After doing the average global pooling, we acquire the channel-wise statistic global spatial information, which can express the entire feature map of each channel in a single value. Then, we feed it into the channel down- and up-scaling layer to obtain the scaling factor of each channel, as shown in Eq. (2). The kernel size of the down- and up-scaling convolution layers are 1 × 1. The number of channels reduces by the ratio of r in the down-scaling layer, and then increases back to the original number in the up-scaling layer.

$$ s=f\left({W}_U\delta \left({W}_Dz\right)\right), $$

(2)

where f and δ represent the sigmoid and ReLU function, respectively; W_U and W_D represent the convolutional weight set of channels up- and down-scaling layer, respectively; The ratio r in the proposed method setting is 16.

Finally, we can acquire the weighted feature maps by multiplying the scaling factor with input feature maps by Eq. (3).

$$ \hat{x_c}\left(i,j\right)={s}_c\times {x}_c\left(i,j\right), $$

(3)

where s_c represents the scaling factor in the c-th channel; x_c represents the input feature maps in the c-th channel.

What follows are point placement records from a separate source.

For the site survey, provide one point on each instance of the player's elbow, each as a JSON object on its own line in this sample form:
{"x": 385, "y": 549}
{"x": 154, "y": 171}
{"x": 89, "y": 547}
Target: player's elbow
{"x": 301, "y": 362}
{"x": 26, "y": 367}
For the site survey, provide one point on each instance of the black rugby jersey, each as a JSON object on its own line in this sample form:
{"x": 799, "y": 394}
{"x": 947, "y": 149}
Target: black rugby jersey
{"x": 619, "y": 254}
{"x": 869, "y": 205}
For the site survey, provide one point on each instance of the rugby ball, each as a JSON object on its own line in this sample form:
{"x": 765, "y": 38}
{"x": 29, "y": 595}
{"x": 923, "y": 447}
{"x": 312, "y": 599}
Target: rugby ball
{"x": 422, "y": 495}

To further improve the performance of the proposed kernel estimation network, we use the RDB [43] structure, which is the combination of the residual block [21] and dense block [36]. The residual block can improve the network by the residual learning strategy. The dense block connects each layer to each layer in a feed-forward fashion, if there are m layers in a block, the total number of connections will be m(m + 1)/2. RDB combines the above advantages, which can alleviate the vanishing gradient problem, enhance feature propagation, and encourage feature reuses.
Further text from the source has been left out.